The plastic material included the following raw materials by weight: ethyl methacrylate (0.13 mol, 15 g), azobisisobutyronitrile (0.026 mmol, 4.27 mg), 4-cyano-4-[(dodecylsulfanylthiocarbonyl)sulfanyl]pentanoic acid (0.13 mmol, 52.5 mg) and 1,4-dioxane (10 mL);

the preparation method of the above-mentioned plastic material specifically included the following steps:

• • (1) weighing each raw material according to the weight of the above plastic material;
  • (2) mixing the raw materials uniformly, replacing with a nitrogen gas atmosphere for 30 min, and then polymerizing at 80° C. for 12 h to obtain a reaction product; and
  • (3) reprecipitating the reaction product in methanol and then vacuum drying at 70° C. for one week to obtain the plastic material.

Property Testing

The plastic material (PEMA) prepared in Comparative Example 1 and the strength-enhanced and toughened plastic material (PEMA-SCNPs) prepared in Example 1 were taken, and injection-molded to obtain dumbbell-shaped splines respectively, which were then respectively subjected to plastic mechanical property tests and characterization of fracture surface morphology.

1. Tensile Property Test

The test was performed on a universal material testing machine (Instron 68TM-5, dual-column, 5 kN) at a room temperature with a tensile speed of 10 mm/min, where the effective tensile area of the dumbbell-shaped spline was of 20 mm×4.0 mm×2.0 mm (ISO 527-2-5A). Each sample was subjected to at least five times of individual tensile tests.

The results are as shown in Table 1 and FIGS. 3A-3B (based on test data of five parallel samples).

It can be seen from Table 1 and FIGS. 3A-3B, compared with Comparative Example 1, the yield strength (increased by about 26%), fracture strength, toughness (increased by about two times) and elongation at break of the sample in Example 1 all have been significantly improved, indicating that the present disclosure can simultaneously improve the strength and toughness of the plastic material and achieves synchronous optimization of the “strength-toughness” of the plastic material.

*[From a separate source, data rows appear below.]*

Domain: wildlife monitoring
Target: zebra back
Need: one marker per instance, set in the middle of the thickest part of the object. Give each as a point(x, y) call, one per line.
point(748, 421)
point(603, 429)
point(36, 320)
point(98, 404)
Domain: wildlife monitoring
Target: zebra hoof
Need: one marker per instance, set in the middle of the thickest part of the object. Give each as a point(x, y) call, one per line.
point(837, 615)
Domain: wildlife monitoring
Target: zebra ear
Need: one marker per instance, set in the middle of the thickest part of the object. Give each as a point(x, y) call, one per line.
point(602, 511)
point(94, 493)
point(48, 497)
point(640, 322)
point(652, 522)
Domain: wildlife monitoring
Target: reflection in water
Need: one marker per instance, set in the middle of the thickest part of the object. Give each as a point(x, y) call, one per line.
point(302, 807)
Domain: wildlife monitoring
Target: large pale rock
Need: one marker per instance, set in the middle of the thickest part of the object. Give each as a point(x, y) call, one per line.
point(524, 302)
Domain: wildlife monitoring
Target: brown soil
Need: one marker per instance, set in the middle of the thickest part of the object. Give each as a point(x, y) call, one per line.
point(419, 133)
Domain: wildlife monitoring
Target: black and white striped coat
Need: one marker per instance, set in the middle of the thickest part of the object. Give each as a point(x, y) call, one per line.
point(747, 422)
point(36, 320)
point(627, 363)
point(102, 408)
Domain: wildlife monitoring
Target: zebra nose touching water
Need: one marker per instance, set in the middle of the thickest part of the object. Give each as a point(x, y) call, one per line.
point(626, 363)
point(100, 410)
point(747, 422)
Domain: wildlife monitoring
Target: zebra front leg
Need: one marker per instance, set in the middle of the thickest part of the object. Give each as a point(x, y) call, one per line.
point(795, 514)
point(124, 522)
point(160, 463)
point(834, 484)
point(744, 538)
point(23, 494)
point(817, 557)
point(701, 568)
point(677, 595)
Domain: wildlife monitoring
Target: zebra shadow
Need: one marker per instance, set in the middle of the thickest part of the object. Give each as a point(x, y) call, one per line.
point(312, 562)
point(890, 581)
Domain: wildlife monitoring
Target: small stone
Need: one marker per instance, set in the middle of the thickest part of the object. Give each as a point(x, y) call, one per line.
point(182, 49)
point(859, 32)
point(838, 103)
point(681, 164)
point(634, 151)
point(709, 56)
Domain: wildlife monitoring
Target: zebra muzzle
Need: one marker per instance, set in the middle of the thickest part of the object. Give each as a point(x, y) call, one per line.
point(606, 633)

2. Three-Point Bending (Flexural Property) Test

The Autograph AG-I 20 kN universal material testing machine manufactured by SHIMADZU Corporation (Japan) was used at a room temperature. The sample preparation and flexural strength calculation were both performed in strict accordance with the national standard GB/T 9341-2000.

The results are as shown in Table 2 and FIG. 4.

As seen from Table 2, compared with Comparative Example 1, the maximum flexural strength of the sample in Example 1 is increased by about 20%, indicating that the present disclosure also improves the flexural property of the plastic material synchronously.

3. Characterization of Fracture Surface Morphology

The scanning electron microscopy image of the fracture surface of the sample from Example 1 is as shown in FIG. 5.

As see from FIG. 5, the fracture surface of the sample in Example 1 is uniform and exhibits a network-like structure capable of realizing energy dissipation, showing the characteristics of ductile fracture.

The above description of the disclosed embodiments enables one skilled in the art to implement or use the present disclosure. Various modifications to these embodiments will be apparent to one skilled in the art, and the general principles defined herein may be implemented in other embodiments without departing from the spirit or scope of the present disclosure. Therefore, the present disclosure will not be limited to the embodiments shown herein, but rather will conform to the widest scope consistent with the principles and novel features disclosed herein.